Вопрос о безумии или здоровье Хармса волнует именно обывателя. Потому что не обыватель – как правило, славист, и как правило, немецкий или американский – поступает с Хармсом проще. Хармс открывает такой безумный простор для интерпретаций, безумный в буквальном и в переносном смысле, что что́ бы о нем ни писали, всё будет наукообразно. На знаменитом ресурсе d-harms.ru в трети статей смысл отсутствует точно так же, как и в некоторых сочинениях Хармса, только сочинения Хармса при этом забавные, а сочинения его исследователей не забавные. И когда мы читаем о диалектике «я» и «не-я», «сокрытого и несокрытого» в Хармсе, о влиянии Витгенштейна на Хармса, о словоформах и мыслеформах у Хармса, нам становится понятно, что любой текст, ничего не содержащий, открывает идеальное поле для адаптации, как кляксы в тесте Роршаха дают неограниченные возможности для их эротического или политического толкования.
Что же касается обывателя, то существует как минимум две известные мне работы, которые изучают творчество Хармса как патографию, как творчество сумасшедшего. В обеих работах авторы абсолютно однозначно приходят к выводу, что при всем стремлении советской власти ставить диагноз «шизофрения» вдоль и поперек случай Хармса – один из немногих, когда диагноз поставлен обоснованно. И есть масса работ, которые доказывают аналогичную болезнь у Кафки.
Тем не менее тут опять хочется вспомнить Луначарского, который еще в 1920-х годах сказал, что безумцы в литературе были всегда, просто бывают эпохи, когда они выходят на первый план. И впрямь, если бы Хармс творил в восемнадцатом веке или девятнадцатом, его творчество проходило бы по разряду творчества душевнобольных.
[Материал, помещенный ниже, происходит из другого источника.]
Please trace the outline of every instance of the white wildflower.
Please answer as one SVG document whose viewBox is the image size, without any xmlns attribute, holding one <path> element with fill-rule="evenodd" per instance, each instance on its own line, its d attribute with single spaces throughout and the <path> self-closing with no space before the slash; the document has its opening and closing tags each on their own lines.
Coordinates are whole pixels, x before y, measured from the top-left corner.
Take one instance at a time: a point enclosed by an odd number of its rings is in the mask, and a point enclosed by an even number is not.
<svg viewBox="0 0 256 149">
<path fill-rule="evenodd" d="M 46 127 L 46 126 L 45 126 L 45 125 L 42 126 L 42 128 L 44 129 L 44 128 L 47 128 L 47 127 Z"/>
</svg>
Но двадцатый век повернулся так, что его творчество проходит по разряду поразительных предвидений, равным образом как и творчество Кафки.
В одном из своих рассказов («Пассакалия № 1», 1937) Хармс говорит:
Мы не собиратели фантастических сюжетов. Нашему сердцу милы только бессмысленные поступки. Народное творчество и Гофман противны нам. Частокол стоит между нами и подобными загадочными случаями.
И действительно, безумие Гофмана на фоне безумия Хармса и Кафки выглядит почти карнавалом, почти детским праздником.
Явление Хармса, как и явление Кафки, было подготовлено, с одной стороны, Толстым с его голой прозой, с его миром, увиденным, как Шкловский это называл, через предельное остранение. Мир позднего Толстого – мир абсурдный. Абсурд – это армия, любые формы принуждения, церковь, чиновники. Толстой переписывает этот мир простым и ясным языком: одни люди вешают других людей ради представления о свободе и справедливости, а перед этим служат молебен в тюремной церкви. Разве само выражение – «тюремная церковь» – не оксюморон?